Boston Training: Week 3 Recap

I am again pleased with and grateful for a successful week of marathon training.  Workouts this week offered a lot of variety, including tempo running, treadmill hills, and a fast-finish long run. For sure there wasn’t a dull moment.

Last week I mentioned that I don’t like tempo workouts as much as the others. Physically the pace is “comfortably hard” (just barely!) as it’s supposed to be, but I noticed that I felt impatient and even a little anxious during the tempo running. The miles seemed endless, and I wanted to take brief breaks in the middle. It’s probably more mental than anything and learning to get more comfortable mentally with comfortably hard.

Week 3, Feb. 4-10

Monday — 8 miles easy on the Dismal Swamp Canal path. It was almost 70 degrees.

Tuesday — 8 miles including 4 miles of Tempo pace running (currently 8 min/mile) in the middle. (treadmill)

Wednesday — taught Spinning for cross-training.

Thursday — 9 miles of random treadmill hills between 2.0 and 6.0 incline.

Friday — rest day from running; weights

Saturday — 18 miles with 4 at marathon pace near the end (supposed to be 8:35 min/miles, but more like 8:15-8:20) . (roads)

Sunday — 6 miles recovery/very easy (treadmill). My legs are still sore and stiff from the weights. I will not do weights the day before a long run again!

Totals: 49 miles + 1 cross-training workout, 1 weights session, 8 yoga & pilates sessions (teaching)

Good stuff: Thanks to generous donors, I’ve been able to generate enough support as a member of Team Boomer to receive a uniform to wear in races. If anyone who contributed is reading, thank you again from the bottom of my heart! I am thrilled to be getting closer to my goal. The volunteer coordinator asked for a photo to include on the Web site, so here’s an outtake my friend Mert took today.

Stuff to keep an eye on: Getting better rest to prevent becoming run down and promote recovery from workouts. Lately I am in a weird cycle of falling asleep instantly, but waking up several times and wishing it was already the new day so I can get going. I guess for all the reasons a person can have disrupted sleep, excitement and anticipation are among the best. 

Goals for the coming week: Stay healthy and able to complete each workout. On Saturday, I plan to race a 5K for the first time since September.

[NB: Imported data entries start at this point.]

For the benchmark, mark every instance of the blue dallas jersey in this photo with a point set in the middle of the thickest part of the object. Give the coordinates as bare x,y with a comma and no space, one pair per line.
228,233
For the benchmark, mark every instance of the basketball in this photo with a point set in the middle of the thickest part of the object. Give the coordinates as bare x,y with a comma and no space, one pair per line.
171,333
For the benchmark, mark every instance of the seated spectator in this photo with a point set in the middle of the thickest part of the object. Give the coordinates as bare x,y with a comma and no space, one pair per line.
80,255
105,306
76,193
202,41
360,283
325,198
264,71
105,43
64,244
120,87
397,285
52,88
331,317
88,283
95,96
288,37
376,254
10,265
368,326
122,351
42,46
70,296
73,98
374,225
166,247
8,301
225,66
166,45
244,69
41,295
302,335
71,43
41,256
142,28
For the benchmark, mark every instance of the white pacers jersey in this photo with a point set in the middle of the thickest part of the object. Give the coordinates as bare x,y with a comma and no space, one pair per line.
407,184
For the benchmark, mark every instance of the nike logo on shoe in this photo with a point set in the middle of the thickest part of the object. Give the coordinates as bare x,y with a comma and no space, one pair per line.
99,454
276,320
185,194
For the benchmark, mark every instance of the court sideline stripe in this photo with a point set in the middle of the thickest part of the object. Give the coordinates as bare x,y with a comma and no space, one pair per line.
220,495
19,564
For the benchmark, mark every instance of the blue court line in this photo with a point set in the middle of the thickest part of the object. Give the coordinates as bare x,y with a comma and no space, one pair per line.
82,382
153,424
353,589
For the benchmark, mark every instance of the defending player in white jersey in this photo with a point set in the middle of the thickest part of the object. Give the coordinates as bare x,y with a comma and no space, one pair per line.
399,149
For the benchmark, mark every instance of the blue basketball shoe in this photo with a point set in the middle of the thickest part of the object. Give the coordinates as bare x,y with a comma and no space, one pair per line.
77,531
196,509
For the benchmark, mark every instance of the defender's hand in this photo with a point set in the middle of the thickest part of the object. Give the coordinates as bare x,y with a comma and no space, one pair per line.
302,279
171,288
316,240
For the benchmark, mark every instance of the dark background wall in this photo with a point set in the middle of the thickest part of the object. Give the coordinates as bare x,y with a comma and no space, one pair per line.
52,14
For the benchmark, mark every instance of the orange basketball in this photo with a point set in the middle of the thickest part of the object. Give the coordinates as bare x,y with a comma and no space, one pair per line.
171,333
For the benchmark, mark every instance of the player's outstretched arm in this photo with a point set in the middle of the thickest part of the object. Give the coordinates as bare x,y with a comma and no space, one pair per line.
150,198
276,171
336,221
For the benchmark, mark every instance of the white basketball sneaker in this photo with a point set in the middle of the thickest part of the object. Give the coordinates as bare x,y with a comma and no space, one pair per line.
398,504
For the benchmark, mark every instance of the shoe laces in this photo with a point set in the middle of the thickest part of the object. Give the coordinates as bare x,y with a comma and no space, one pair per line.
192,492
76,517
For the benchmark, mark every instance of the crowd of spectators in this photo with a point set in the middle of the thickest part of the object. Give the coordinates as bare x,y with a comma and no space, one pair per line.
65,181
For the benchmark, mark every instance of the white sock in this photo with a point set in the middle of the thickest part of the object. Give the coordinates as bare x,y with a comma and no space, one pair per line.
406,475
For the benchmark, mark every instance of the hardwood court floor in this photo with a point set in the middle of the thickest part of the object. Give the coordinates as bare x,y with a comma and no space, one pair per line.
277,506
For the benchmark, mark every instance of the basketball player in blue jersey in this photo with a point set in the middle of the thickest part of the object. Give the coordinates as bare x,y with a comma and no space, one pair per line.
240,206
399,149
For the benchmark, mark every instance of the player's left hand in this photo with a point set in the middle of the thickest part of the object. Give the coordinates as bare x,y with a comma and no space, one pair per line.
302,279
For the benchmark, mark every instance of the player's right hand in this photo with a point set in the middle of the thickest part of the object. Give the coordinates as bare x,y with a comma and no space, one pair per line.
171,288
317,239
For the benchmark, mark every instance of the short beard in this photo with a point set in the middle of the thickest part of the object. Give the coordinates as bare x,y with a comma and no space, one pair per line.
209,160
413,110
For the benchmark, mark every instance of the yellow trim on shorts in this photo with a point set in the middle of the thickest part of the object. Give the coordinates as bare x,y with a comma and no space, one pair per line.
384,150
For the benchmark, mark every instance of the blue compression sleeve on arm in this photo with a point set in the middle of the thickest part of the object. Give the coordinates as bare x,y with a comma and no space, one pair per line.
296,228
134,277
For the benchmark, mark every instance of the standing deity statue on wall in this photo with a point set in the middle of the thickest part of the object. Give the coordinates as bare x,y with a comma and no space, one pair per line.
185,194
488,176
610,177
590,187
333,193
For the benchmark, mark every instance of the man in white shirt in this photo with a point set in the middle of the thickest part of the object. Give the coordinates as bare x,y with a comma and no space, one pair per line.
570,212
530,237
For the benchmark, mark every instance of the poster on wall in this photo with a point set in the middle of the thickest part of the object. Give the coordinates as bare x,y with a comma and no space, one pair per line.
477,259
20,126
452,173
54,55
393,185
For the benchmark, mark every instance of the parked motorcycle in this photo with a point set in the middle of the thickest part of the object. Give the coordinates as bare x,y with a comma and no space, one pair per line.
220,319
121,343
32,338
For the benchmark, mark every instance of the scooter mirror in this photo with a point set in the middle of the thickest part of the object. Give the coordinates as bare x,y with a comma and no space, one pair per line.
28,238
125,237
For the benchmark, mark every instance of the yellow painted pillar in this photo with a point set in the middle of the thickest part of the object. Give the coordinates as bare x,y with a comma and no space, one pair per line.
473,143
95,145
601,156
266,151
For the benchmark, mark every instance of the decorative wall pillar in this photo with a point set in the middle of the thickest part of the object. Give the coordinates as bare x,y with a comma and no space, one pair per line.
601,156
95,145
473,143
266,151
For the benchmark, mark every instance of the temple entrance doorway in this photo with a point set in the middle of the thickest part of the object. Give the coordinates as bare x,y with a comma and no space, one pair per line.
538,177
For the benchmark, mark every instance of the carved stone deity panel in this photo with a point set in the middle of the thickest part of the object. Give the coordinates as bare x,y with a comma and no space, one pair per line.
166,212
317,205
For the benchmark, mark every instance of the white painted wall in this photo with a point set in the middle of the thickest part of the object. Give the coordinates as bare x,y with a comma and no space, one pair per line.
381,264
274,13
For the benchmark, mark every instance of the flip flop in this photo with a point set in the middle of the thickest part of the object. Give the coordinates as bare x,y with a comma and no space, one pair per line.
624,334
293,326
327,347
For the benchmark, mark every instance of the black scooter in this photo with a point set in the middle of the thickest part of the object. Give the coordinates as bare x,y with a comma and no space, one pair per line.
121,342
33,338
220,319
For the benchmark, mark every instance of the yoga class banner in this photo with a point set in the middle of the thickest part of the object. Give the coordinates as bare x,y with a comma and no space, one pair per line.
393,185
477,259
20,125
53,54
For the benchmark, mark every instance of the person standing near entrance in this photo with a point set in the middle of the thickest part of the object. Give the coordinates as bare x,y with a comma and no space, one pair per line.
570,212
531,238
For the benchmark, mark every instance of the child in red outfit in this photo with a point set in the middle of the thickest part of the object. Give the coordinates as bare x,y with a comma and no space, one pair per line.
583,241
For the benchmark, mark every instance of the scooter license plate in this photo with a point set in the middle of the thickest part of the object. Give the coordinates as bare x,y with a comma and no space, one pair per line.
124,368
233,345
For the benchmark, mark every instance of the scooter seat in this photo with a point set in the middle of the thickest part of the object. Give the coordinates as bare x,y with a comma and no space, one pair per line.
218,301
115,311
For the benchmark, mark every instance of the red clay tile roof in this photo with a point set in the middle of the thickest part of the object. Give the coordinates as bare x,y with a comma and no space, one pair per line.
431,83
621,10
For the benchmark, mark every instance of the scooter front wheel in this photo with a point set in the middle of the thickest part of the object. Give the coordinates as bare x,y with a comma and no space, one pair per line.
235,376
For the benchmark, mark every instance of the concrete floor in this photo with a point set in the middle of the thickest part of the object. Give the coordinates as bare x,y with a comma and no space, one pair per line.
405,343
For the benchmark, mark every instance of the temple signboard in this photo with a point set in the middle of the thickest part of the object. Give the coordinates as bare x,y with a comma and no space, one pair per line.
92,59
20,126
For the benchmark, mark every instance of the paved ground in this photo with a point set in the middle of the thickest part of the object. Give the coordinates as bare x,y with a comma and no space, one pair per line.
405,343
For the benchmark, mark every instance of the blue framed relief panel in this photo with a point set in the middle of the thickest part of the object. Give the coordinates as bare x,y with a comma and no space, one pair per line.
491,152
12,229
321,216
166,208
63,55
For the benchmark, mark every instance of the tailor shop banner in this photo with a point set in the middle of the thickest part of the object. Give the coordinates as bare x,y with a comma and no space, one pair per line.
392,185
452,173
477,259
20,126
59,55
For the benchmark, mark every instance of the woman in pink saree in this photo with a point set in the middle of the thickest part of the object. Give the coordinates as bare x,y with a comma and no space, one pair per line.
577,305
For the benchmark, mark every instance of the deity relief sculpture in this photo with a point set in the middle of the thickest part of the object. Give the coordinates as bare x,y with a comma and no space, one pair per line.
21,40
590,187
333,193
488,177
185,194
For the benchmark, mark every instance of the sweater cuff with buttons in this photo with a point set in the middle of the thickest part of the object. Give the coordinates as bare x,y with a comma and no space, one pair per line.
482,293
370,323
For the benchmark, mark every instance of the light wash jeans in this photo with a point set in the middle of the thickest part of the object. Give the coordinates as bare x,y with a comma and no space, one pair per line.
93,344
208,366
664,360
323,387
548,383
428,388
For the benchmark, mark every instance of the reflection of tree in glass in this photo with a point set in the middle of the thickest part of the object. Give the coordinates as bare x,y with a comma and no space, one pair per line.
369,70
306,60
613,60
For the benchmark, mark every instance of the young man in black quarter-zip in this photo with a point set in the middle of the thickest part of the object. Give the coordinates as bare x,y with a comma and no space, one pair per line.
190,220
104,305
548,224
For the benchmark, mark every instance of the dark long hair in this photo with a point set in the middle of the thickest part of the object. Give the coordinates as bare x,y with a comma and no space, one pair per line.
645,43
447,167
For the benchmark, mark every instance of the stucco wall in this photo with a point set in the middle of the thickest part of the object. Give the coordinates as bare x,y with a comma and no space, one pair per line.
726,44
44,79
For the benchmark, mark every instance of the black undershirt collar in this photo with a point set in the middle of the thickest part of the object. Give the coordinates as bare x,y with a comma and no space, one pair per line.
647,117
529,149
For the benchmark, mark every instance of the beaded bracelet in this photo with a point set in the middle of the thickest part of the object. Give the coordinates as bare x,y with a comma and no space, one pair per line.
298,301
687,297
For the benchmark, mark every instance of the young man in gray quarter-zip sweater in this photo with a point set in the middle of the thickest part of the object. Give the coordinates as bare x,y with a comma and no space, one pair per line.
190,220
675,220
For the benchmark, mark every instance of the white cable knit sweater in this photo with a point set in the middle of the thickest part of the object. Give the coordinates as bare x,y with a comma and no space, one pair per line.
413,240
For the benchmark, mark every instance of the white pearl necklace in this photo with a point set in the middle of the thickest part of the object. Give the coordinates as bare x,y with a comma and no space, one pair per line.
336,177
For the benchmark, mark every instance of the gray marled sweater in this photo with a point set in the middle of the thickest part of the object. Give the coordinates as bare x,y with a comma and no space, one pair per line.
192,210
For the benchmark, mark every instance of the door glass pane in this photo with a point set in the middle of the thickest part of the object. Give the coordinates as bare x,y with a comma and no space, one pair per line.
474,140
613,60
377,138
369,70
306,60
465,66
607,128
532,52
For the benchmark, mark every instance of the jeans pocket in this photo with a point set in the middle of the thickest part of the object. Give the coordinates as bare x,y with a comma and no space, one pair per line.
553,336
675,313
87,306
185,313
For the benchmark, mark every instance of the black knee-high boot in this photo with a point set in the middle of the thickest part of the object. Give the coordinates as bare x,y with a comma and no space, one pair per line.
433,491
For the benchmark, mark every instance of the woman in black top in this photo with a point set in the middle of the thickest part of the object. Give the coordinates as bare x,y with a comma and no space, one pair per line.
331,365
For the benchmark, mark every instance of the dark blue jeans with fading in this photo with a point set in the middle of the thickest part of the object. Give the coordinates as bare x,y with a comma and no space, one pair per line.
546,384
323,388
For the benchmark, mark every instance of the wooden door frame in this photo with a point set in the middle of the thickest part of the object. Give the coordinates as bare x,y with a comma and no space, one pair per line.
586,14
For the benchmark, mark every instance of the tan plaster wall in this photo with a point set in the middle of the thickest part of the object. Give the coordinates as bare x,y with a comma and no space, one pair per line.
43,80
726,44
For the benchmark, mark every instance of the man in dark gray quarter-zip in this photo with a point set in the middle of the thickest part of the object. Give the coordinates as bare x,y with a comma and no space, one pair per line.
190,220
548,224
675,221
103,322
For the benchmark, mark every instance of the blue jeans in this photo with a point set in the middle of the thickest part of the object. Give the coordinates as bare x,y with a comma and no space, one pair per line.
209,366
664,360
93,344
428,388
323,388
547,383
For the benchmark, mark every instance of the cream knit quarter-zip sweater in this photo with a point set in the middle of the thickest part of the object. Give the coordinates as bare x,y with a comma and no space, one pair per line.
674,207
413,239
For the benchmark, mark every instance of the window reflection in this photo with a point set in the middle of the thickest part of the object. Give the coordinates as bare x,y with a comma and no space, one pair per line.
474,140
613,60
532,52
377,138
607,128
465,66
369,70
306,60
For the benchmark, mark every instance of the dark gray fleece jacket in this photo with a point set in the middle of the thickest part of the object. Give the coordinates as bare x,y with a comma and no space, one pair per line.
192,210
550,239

Depending on the day’s conditions, I want to give my very best effort and get an idea of my current fitness level.  And I’m looking forward to the challenge of a hilly long run when I visit a non-flatlander friend who is also training for Boston.

1 Response to “Boston Training: Week 3 Recap”

  1. 1 mert February 11, 2008 at 11:38 am

    Hi Andrea! Just browsing your blog this smokey Monday morning in Northeast North Carolina! Regarding your training I have only one thing- no two things to say to you: “Run Bitch!” & of course “Malt Balls!” xo mert

    PS- have fun running those hills this weekend!!!!